How do your kids actually feel about it all? Are they enjoying it or not?

I'm not sure how easy it would be to force a 12yr old to have no sugar at all, if they weren't on board with it.

Eating disorders are strange things and can equally be caused by children coming from overweight families, as they can by coming from health fanatic families.

lastqueenofscotland · 18/07/2016 18:21

Bacon and eggs and spag Bol is normal food it's hardly raw, vegan, gluten free...

glamourousgranny42 · 18/07/2016 18:28

If you genuinely see a difference in behaviour after cutting out sugar, fine.
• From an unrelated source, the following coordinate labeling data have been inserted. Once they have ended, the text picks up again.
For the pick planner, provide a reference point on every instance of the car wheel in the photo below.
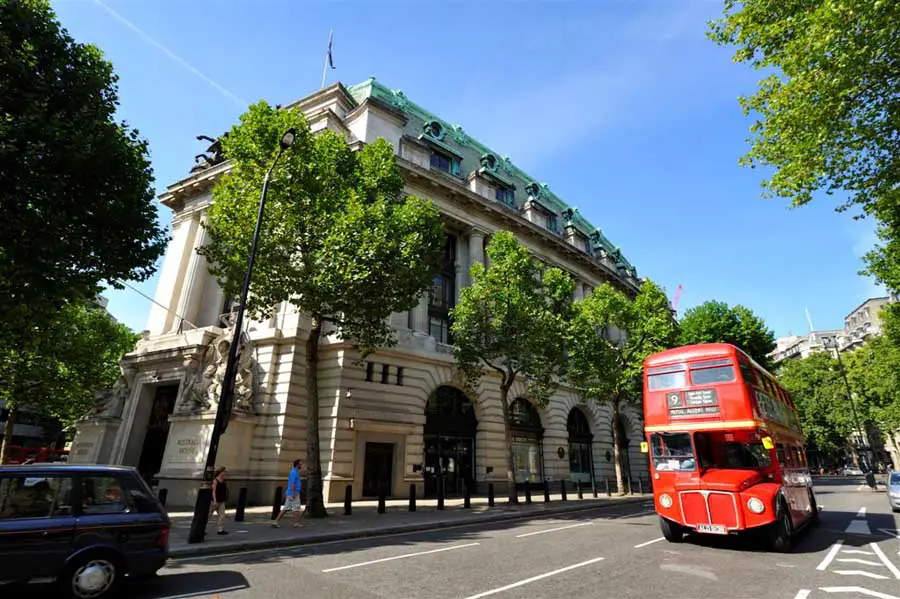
(782, 531)
(671, 531)
(92, 576)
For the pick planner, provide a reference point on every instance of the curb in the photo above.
(256, 545)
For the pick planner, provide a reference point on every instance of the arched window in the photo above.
(580, 440)
(528, 437)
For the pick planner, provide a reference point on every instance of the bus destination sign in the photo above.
(698, 402)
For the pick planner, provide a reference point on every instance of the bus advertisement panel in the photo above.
(726, 451)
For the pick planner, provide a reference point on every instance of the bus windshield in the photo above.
(672, 452)
(728, 451)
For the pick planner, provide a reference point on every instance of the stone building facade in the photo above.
(400, 418)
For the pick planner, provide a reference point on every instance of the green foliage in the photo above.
(339, 240)
(59, 371)
(827, 117)
(716, 322)
(76, 188)
(819, 393)
(611, 335)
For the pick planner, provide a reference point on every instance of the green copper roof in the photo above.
(474, 155)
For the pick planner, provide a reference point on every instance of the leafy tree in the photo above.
(339, 240)
(76, 188)
(827, 115)
(609, 338)
(716, 322)
(511, 321)
(59, 371)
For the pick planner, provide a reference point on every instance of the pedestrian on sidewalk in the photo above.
(220, 496)
(292, 497)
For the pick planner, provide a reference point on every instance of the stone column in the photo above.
(192, 286)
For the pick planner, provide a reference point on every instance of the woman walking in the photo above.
(220, 496)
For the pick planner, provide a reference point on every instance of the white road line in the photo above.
(860, 573)
(205, 593)
(390, 559)
(886, 561)
(540, 532)
(535, 578)
(830, 556)
(858, 527)
(650, 542)
(858, 590)
(856, 560)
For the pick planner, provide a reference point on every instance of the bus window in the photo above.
(669, 380)
(672, 452)
(708, 376)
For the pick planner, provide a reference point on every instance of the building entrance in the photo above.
(450, 428)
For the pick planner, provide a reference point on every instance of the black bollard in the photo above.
(348, 500)
(276, 502)
(242, 504)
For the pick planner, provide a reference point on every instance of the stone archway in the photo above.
(449, 440)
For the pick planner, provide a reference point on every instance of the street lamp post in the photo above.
(223, 410)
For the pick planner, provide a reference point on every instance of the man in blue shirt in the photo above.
(292, 496)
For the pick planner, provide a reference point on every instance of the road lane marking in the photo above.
(830, 556)
(540, 532)
(856, 560)
(858, 590)
(860, 573)
(390, 559)
(535, 578)
(887, 562)
(206, 593)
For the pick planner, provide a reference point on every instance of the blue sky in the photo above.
(623, 107)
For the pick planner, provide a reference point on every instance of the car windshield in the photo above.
(672, 451)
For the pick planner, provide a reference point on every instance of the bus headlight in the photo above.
(756, 505)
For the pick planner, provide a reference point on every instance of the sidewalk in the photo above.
(256, 532)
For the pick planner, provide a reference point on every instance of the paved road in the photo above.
(613, 552)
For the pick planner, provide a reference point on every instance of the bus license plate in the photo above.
(713, 529)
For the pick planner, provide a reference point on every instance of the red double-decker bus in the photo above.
(726, 450)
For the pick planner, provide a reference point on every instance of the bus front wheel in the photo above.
(671, 531)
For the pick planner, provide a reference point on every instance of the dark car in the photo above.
(83, 527)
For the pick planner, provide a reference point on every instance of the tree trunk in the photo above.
(617, 459)
(7, 433)
(315, 502)
(507, 434)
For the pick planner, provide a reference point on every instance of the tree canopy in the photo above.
(511, 321)
(827, 114)
(59, 372)
(609, 338)
(717, 322)
(339, 240)
(76, 187)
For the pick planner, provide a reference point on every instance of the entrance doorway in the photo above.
(378, 469)
(154, 447)
(450, 428)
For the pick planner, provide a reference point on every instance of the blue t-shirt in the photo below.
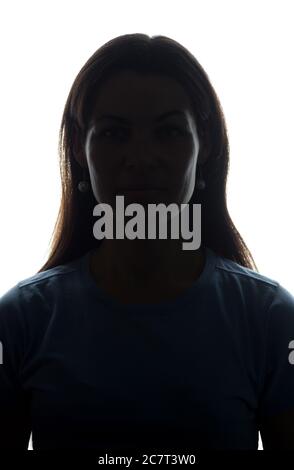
(82, 370)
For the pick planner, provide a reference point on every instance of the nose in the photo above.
(140, 153)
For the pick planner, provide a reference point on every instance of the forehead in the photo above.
(134, 95)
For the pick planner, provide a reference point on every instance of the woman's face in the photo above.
(139, 145)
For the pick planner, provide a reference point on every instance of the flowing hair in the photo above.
(73, 235)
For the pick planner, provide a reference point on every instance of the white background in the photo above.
(246, 47)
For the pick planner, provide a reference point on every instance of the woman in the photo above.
(137, 343)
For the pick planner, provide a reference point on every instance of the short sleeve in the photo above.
(15, 420)
(278, 387)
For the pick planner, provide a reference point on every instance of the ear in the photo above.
(203, 155)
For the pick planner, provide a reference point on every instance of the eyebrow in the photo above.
(161, 117)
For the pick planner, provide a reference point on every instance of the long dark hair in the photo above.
(73, 231)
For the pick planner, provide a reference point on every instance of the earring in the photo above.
(84, 185)
(200, 182)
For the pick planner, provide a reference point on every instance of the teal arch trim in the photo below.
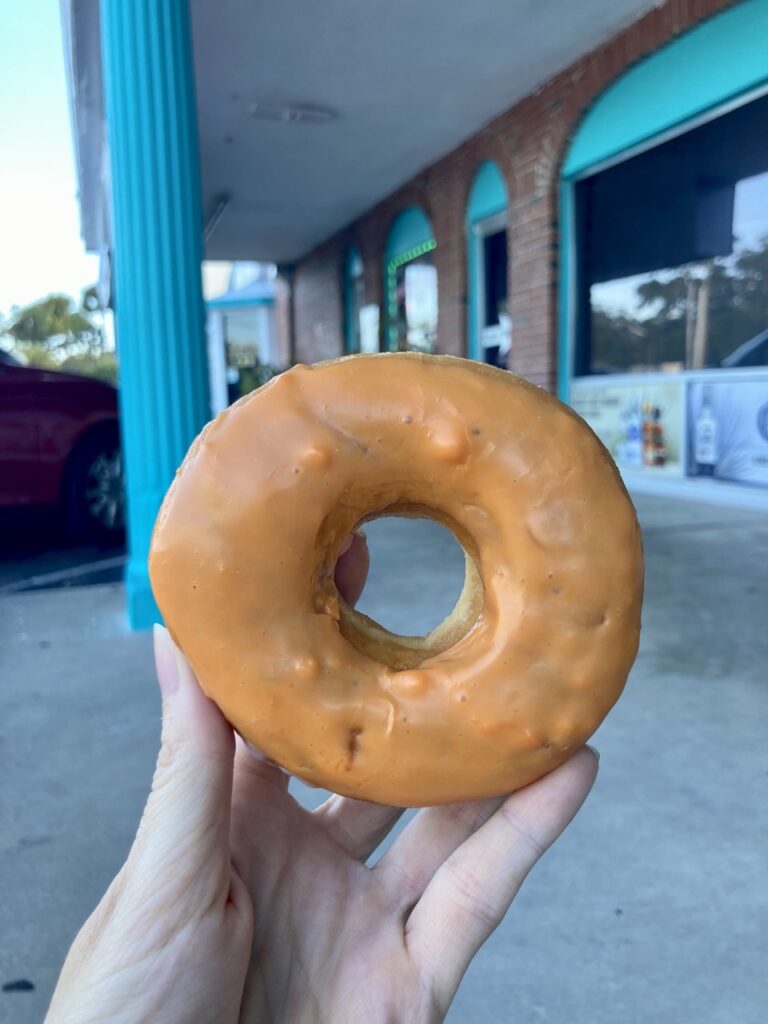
(352, 271)
(410, 229)
(712, 64)
(487, 197)
(709, 68)
(410, 237)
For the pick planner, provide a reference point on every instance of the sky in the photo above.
(40, 246)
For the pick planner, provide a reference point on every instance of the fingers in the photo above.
(355, 824)
(430, 838)
(470, 894)
(351, 568)
(254, 772)
(184, 827)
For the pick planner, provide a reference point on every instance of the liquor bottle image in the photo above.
(649, 450)
(659, 445)
(706, 436)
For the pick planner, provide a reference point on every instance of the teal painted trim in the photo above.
(718, 60)
(158, 248)
(410, 229)
(487, 195)
(565, 293)
(708, 68)
(352, 271)
(238, 303)
(390, 289)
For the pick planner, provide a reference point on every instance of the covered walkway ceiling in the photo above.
(406, 82)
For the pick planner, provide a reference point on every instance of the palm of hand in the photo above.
(337, 941)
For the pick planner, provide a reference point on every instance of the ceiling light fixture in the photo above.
(307, 113)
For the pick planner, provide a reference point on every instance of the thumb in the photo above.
(185, 825)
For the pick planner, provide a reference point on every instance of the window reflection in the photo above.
(691, 216)
(416, 299)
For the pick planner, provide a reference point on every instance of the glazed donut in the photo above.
(539, 645)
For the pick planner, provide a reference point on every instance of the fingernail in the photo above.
(166, 660)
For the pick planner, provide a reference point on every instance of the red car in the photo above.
(59, 445)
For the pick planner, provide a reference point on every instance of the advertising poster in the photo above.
(640, 424)
(728, 430)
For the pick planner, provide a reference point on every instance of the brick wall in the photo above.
(528, 143)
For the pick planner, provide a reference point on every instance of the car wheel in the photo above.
(94, 492)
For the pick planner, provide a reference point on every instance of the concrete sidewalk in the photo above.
(652, 907)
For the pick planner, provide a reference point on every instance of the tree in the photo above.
(57, 328)
(735, 294)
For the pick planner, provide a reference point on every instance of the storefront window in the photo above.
(496, 327)
(416, 304)
(248, 338)
(673, 253)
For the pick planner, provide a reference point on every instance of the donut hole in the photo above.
(423, 591)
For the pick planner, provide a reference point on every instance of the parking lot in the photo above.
(652, 907)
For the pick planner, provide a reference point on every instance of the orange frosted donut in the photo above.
(535, 653)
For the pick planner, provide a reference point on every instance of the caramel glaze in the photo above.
(540, 645)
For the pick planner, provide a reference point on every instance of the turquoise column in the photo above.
(157, 252)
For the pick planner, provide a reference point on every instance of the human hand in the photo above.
(237, 904)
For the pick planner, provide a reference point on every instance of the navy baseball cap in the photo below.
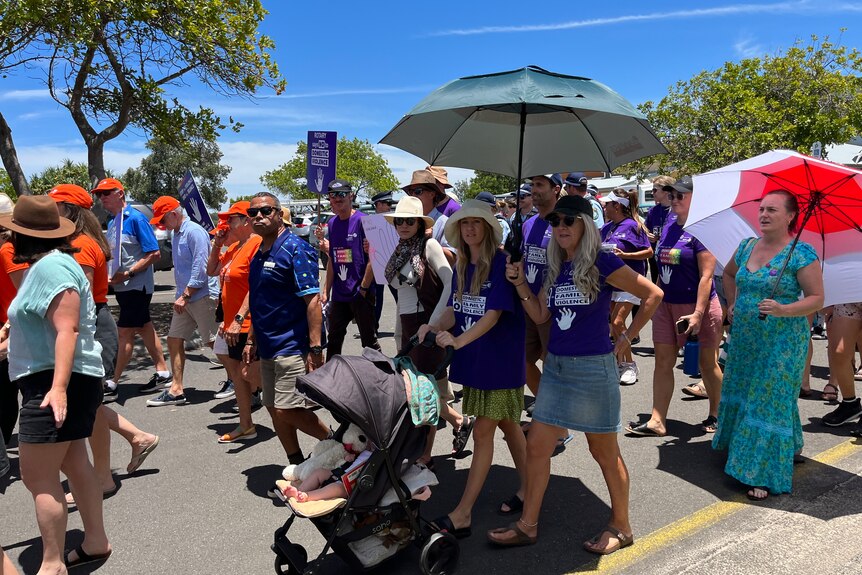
(486, 197)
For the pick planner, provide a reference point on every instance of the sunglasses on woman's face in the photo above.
(265, 211)
(555, 220)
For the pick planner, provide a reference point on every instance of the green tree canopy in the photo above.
(790, 100)
(485, 182)
(161, 171)
(356, 161)
(111, 62)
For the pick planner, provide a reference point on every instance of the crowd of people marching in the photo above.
(559, 319)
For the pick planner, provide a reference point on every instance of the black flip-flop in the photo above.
(462, 436)
(515, 504)
(444, 523)
(84, 557)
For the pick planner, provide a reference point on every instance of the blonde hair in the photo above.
(585, 274)
(483, 267)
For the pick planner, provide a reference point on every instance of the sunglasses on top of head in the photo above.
(555, 220)
(265, 211)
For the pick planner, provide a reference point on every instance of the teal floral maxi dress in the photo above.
(758, 417)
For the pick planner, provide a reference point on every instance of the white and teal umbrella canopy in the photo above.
(553, 122)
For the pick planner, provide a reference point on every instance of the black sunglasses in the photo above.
(555, 220)
(265, 211)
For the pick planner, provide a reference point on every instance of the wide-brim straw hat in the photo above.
(38, 217)
(472, 209)
(409, 207)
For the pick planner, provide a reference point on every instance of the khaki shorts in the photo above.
(537, 339)
(278, 380)
(199, 314)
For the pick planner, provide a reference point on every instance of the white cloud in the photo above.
(25, 95)
(748, 48)
(403, 165)
(798, 7)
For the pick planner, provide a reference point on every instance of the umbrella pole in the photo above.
(808, 213)
(517, 232)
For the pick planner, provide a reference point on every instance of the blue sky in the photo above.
(357, 67)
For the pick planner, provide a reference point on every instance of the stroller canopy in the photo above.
(365, 390)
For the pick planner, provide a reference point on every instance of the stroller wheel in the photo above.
(282, 562)
(440, 554)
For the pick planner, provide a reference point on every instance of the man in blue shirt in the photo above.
(197, 293)
(286, 323)
(133, 284)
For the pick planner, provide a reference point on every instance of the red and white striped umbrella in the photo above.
(724, 211)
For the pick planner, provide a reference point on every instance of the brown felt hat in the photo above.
(38, 217)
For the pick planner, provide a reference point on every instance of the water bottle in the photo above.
(690, 357)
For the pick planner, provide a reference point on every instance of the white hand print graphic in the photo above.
(567, 316)
(666, 272)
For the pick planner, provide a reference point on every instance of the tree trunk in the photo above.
(95, 160)
(10, 160)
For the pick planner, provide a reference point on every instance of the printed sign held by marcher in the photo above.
(321, 160)
(193, 202)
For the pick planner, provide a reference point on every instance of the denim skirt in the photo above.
(581, 393)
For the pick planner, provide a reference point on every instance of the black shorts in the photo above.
(36, 425)
(235, 351)
(134, 308)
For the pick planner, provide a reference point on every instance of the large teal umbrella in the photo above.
(524, 123)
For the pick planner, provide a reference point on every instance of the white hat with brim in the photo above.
(612, 197)
(409, 207)
(472, 209)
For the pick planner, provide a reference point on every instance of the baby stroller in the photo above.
(368, 391)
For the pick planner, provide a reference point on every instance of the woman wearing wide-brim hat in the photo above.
(56, 363)
(484, 322)
(421, 274)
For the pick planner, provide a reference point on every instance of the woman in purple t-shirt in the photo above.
(485, 324)
(580, 388)
(690, 308)
(626, 237)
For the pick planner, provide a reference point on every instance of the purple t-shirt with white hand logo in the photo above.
(346, 256)
(537, 234)
(678, 272)
(497, 359)
(628, 237)
(580, 326)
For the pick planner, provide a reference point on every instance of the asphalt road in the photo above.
(198, 507)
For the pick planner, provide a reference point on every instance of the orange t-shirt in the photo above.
(91, 255)
(7, 288)
(234, 278)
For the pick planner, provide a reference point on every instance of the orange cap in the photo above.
(71, 194)
(161, 206)
(107, 185)
(241, 207)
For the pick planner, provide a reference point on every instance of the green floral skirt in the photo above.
(497, 404)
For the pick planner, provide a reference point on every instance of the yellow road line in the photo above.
(697, 521)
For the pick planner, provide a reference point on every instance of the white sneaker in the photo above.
(628, 373)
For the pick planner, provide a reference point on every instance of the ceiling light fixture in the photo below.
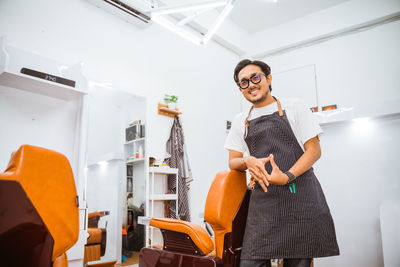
(157, 16)
(185, 8)
(181, 32)
(218, 22)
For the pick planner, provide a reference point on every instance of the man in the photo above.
(288, 215)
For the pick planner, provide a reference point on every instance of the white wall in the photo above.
(357, 71)
(358, 174)
(149, 62)
(357, 169)
(334, 19)
(28, 118)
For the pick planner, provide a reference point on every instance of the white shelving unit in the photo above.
(12, 62)
(156, 192)
(136, 176)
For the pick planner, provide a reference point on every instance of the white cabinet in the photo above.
(157, 193)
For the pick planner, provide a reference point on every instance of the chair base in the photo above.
(155, 257)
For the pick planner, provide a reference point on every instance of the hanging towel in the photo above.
(178, 159)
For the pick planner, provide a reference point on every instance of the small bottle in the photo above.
(141, 152)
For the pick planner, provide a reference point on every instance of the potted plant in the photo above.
(171, 100)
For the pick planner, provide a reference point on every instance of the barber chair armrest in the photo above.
(94, 235)
(196, 233)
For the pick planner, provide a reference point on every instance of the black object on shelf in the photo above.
(134, 132)
(48, 77)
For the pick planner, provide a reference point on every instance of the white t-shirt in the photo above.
(301, 121)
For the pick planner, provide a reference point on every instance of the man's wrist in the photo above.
(291, 177)
(244, 163)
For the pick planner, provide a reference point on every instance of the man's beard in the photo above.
(260, 100)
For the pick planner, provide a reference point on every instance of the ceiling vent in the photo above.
(128, 12)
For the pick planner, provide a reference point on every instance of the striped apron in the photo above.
(282, 224)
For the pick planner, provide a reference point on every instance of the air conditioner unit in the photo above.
(128, 12)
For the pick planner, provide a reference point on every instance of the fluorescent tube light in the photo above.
(217, 23)
(185, 8)
(170, 26)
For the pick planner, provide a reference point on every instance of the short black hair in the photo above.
(243, 63)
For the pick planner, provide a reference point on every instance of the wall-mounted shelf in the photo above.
(163, 197)
(135, 140)
(164, 110)
(134, 161)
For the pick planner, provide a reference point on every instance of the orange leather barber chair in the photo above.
(39, 218)
(187, 244)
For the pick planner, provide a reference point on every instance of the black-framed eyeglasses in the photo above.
(256, 78)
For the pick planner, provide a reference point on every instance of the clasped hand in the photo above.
(256, 167)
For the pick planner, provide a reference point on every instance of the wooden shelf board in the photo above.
(133, 161)
(135, 140)
(163, 170)
(164, 110)
(163, 197)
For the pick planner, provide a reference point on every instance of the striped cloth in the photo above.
(178, 159)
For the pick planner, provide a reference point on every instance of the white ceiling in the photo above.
(254, 15)
(259, 15)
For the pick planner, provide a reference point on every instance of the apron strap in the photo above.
(279, 106)
(246, 121)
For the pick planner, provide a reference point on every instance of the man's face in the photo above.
(255, 93)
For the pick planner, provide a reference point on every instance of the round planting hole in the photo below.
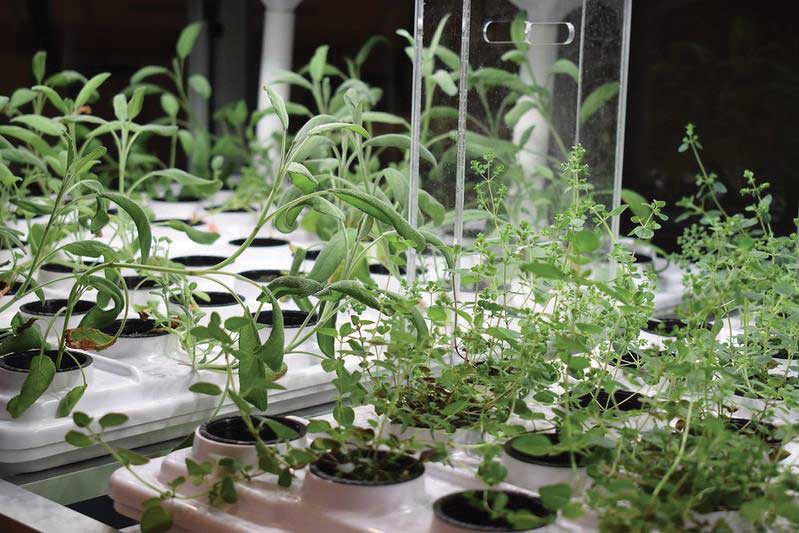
(291, 318)
(51, 307)
(262, 276)
(384, 468)
(139, 283)
(381, 270)
(21, 361)
(135, 328)
(669, 325)
(199, 261)
(468, 511)
(233, 430)
(261, 242)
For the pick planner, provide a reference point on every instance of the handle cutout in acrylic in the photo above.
(535, 33)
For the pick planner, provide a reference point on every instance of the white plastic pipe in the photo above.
(276, 52)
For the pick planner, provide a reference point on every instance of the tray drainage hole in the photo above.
(233, 430)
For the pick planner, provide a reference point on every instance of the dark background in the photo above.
(728, 66)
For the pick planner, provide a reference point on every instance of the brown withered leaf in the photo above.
(88, 339)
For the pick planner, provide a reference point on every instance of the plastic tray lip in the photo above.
(88, 360)
(314, 470)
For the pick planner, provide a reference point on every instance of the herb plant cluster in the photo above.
(538, 343)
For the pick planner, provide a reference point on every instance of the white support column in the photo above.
(276, 52)
(541, 59)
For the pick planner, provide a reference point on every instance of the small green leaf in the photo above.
(69, 401)
(401, 142)
(200, 237)
(585, 241)
(555, 496)
(229, 490)
(40, 375)
(279, 105)
(78, 439)
(39, 61)
(317, 64)
(155, 520)
(139, 219)
(344, 415)
(206, 388)
(128, 457)
(120, 107)
(543, 270)
(136, 103)
(81, 420)
(112, 419)
(187, 39)
(44, 125)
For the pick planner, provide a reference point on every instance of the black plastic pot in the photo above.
(463, 510)
(668, 326)
(311, 255)
(262, 276)
(557, 460)
(627, 360)
(381, 270)
(233, 430)
(198, 261)
(11, 290)
(51, 306)
(21, 361)
(261, 242)
(620, 399)
(135, 328)
(139, 283)
(291, 318)
(782, 353)
(327, 468)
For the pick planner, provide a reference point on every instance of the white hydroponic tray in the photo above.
(150, 384)
(310, 504)
(152, 389)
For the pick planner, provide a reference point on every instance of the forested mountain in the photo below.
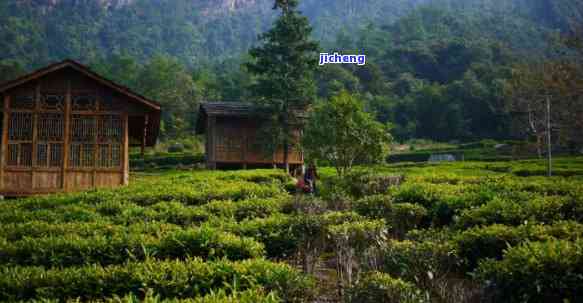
(39, 31)
(435, 68)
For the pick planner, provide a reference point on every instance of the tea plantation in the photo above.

But research seems to suggest the sugar hyperactive myth is exactly that. A myth. Children need a balanced diet that includes sugar and fat.
Your husband is setting your girls up for years of issues with food. I speak as one who knows.

Pinkheart5915 · 18/07/2016 18:29

So he's stil giving them things like bacon and eggs for breakfast and spag Bol and such like for dinner just no sweets well I don't see a problem with that certainly not deprived.

You say cutting out sugar has helped your oldest so surely that can only be a good thing?

You say your not on a health kick because you don't want him controlling what you eat fair enough but if children grow up seeing both parents eat what's good for them they are more likely to have a healthy lifestyle as adults.

WorraLiberty · 18/07/2016 18:34

Your husband is setting your girls up for years of issues with food. I speak as one who knows.

He might be and so might the OP.

TheAntiBoop · 18/07/2016 18:40

What do you eat while they eat their spag Bol? And what did they eat before?

It's difficult to judge on what you've said - what do they eat in a typical day? Do they follow the no sugar rule at school?

nilbyname · 18/07/2016 18:40

Well if it is an out and out ban then it is extreme and life is all about balance.

What did they eat before?

Are you sure they have lost weight? If they are eating bacon and eggs, spaghetti etc then I don't see how? As that all sounds fine and balanced.

I have a friend who's husdand is a Health nut and I have been out with them
As a family. All our kids are having a lemonade as a treat. She has tap water with a slice of lemon in and and her face is tripping her. She's 6! Seems really sad.

mamapants · 18/07/2016 18:43

Doesn't sound too bad to me. Seems like he's instigating a good healthy diet. I'd live to have the will power to cut out sugar and would do the same with the children if I could.
If behaviour has improved then it seems like it's doing everyone good.
You should join in and encourage them .

mamapants · 18/07/2016 18:45

Its not that weird to not have lemonade at age 6 is it nilby. Am sure my nieces and nephews weren't allowed any until 6 or 7 and then only at my parties.

HackAttack · 18/07/2016 18:48

Sounds like he is trying really hard to be healthy and you aren't helping to be honest. You should be making an effort.

mylovegoesdown · 18/07/2016 18:48

How overweight are you OP?. You say you're 'very overweight' but my view of that may be different to yours for example.

Sometimes when a parent has a 'problem', with excess food or excess alcohol etc, the other parent over-compensates in an attempt to try to prevent a problem for children before it occurs. I'm not saying that's the right way, but it happens.

mamapants · 18/07/2016 18:51

Out of interest how heavy were the weights and what was he planning?
He also admitted it wasn't the best idea, maybe you could come up with exercise ideas together as a family.
I used to love doing sit ups and press ups and pull ups as a child. We do it now with our children too.